Ingredients for the rub:
2 tablespoons mustard seed
2 tablespoons fennel seed
2 tablespoons cracked black peppercorns
1 tablespoon Grains of Paradise (See Note below)
3 tablespoons coarse sea salt
1 teaspoon hot pepper flakes
Ingredients for the kabobs:
2 pounds New York strip steak (each steak about 1-1/4 inches thick)
1 tablespoon extra virgin olive oil, for spraying or brushing
Make the rub: Heat a dry cast iron skillet over a medium flame. Add the mustard seeds, fennel seeds, peppercorns, and grains of paradise and cook until fragrant and lightly toasted, 1 to 3 minutes, stirring with a wooden spoon. Do not let burn. Transfer the spices to a heatproof bowl to cool.
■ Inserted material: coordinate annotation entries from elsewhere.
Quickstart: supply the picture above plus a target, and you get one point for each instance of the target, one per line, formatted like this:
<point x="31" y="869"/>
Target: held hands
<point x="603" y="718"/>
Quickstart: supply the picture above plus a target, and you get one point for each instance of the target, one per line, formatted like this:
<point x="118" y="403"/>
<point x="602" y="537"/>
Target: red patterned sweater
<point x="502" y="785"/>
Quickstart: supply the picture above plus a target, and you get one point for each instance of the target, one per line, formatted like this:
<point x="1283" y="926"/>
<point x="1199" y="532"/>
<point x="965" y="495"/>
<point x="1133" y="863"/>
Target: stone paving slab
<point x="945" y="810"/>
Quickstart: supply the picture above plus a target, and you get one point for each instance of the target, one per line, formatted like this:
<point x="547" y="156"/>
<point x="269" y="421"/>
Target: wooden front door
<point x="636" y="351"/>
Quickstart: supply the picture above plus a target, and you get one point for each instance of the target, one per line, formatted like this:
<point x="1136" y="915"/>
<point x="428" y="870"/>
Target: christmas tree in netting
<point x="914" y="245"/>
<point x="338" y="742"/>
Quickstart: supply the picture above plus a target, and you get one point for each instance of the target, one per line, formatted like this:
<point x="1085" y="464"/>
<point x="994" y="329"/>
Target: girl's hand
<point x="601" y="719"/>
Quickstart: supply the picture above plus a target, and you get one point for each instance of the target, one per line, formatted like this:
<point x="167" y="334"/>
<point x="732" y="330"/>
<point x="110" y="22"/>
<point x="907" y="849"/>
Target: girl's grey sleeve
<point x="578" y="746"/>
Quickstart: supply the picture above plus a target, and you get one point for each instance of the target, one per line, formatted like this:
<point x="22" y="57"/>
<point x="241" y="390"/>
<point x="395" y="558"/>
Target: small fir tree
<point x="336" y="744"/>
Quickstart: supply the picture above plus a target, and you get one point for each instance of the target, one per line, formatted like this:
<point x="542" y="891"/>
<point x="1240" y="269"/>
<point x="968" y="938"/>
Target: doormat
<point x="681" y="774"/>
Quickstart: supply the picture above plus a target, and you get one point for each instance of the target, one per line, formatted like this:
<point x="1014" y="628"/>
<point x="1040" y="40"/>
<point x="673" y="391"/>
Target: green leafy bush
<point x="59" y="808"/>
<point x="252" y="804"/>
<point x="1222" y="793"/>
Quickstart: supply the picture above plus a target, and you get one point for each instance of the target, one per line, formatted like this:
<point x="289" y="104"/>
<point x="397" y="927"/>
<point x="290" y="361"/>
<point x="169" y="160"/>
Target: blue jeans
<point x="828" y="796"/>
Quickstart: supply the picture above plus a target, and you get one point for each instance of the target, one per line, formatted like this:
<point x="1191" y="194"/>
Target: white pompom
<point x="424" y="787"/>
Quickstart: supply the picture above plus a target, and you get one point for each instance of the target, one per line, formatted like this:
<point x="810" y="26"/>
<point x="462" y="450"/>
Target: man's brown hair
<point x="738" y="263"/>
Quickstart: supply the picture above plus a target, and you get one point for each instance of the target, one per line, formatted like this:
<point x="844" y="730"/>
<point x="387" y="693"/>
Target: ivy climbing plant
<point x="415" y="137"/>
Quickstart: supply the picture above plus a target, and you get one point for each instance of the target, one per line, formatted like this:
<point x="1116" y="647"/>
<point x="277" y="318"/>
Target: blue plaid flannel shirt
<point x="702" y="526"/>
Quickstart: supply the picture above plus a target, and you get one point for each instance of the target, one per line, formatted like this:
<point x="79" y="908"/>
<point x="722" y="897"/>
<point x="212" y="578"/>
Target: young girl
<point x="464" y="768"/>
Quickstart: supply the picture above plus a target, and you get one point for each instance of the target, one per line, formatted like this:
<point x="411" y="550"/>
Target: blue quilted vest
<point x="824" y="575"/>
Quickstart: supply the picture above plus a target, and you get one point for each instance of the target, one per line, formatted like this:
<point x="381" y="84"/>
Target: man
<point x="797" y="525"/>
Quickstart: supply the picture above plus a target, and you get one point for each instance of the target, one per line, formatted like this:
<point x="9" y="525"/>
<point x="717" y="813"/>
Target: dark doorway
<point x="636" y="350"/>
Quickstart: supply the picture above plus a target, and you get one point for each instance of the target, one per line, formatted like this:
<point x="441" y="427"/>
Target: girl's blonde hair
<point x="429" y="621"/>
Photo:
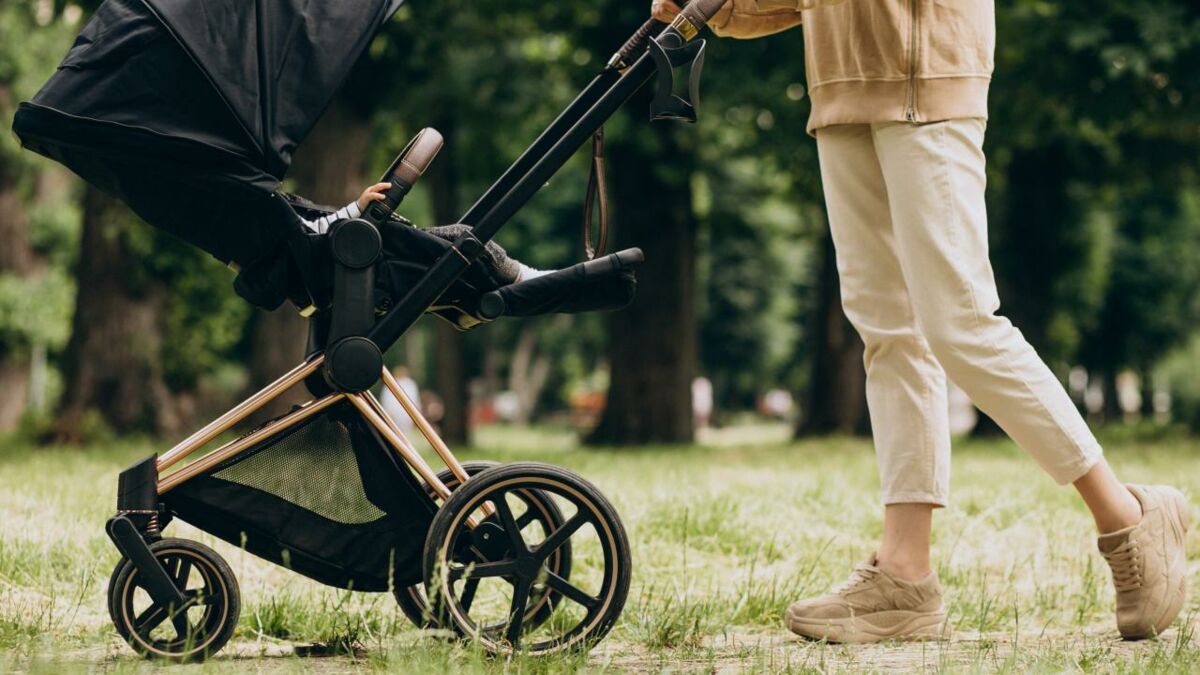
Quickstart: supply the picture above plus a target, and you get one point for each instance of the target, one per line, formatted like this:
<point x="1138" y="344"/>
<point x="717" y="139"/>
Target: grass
<point x="725" y="536"/>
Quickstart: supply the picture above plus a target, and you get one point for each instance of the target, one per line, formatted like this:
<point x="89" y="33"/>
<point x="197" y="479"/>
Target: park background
<point x="117" y="339"/>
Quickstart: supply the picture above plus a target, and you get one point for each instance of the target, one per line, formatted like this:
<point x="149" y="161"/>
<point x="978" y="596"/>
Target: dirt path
<point x="1091" y="649"/>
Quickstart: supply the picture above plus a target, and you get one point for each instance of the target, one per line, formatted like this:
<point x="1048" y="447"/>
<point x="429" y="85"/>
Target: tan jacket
<point x="881" y="60"/>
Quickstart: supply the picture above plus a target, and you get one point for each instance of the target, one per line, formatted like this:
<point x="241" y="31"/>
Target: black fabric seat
<point x="605" y="284"/>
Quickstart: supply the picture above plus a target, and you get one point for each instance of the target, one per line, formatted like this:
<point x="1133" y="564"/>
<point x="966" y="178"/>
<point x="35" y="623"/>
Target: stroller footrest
<point x="604" y="284"/>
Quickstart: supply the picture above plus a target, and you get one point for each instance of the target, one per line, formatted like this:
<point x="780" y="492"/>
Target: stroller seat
<point x="487" y="290"/>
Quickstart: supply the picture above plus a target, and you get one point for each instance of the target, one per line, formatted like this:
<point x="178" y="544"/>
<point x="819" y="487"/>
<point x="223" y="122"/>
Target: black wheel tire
<point x="412" y="599"/>
<point x="450" y="520"/>
<point x="213" y="625"/>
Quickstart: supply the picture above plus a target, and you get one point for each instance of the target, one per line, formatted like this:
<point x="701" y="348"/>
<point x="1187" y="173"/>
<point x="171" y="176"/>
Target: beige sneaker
<point x="1149" y="561"/>
<point x="870" y="607"/>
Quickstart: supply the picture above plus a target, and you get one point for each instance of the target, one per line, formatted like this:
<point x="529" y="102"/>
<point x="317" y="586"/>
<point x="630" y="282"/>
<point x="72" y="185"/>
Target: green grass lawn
<point x="725" y="535"/>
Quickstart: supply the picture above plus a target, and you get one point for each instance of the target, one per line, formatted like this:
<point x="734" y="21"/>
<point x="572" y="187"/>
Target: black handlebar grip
<point x="634" y="47"/>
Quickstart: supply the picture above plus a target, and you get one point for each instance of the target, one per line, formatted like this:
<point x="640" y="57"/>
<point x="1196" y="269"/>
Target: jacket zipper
<point x="911" y="103"/>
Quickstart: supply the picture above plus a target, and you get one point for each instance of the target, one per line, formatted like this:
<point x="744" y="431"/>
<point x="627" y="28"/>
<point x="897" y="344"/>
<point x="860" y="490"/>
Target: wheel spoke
<point x="528" y="517"/>
<point x="559" y="537"/>
<point x="181" y="572"/>
<point x="516" y="611"/>
<point x="510" y="525"/>
<point x="481" y="569"/>
<point x="179" y="620"/>
<point x="148" y="620"/>
<point x="570" y="591"/>
<point x="199" y="597"/>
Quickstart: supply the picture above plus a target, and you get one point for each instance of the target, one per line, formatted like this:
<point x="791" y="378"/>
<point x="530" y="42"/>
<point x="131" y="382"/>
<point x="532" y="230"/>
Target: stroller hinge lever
<point x="666" y="105"/>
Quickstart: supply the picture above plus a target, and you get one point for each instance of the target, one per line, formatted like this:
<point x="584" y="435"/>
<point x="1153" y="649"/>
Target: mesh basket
<point x="327" y="499"/>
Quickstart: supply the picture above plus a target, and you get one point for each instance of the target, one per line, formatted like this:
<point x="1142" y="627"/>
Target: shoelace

Place the spices in spice grinder and coarse grind, running the machine in short bursts. Work in the salt, hot pepper, and cayenne. This will give you about 2/3 cup rub—more than you need for this recipe, but it’s easier to roast the spices in larger batches and the excess keeps well and is terrific to have on hand.
Cut the steaks into pieces about 2 inches wide and 4 inches long. Spray or brush the meat on all sides with the olive oil and generously season with the rub. Note: you may not need all the rub; any excess keeps well in the refrigerator. Skewer the steak pieces through the narrow end onto Homdoor skewers or shish kebab skewers.
Preheat the Hōmdoor to 500 degrees F.
Place the steak in the Hōmdoor and cook until sizzling and browned on the outside, and cooked to taste, about 5 minutes for medium-rare.
Equipment: Hōmdoor skewers
Grains of paradise (Aframomum melegueta) is a spice in ginger family native to West Africa. It looks like miniature black peppercorns, and tastes similar to black pepper but with a hint of pungent sweetness, like allspice. Available at specialty spice markets or on line at www.thespicehouse.com. If unavailable, you can approximate the flavor by combining 1 tablespoon cracked black peppercorns with 2 allspice berries or 1/4 teaspoon ground allspice.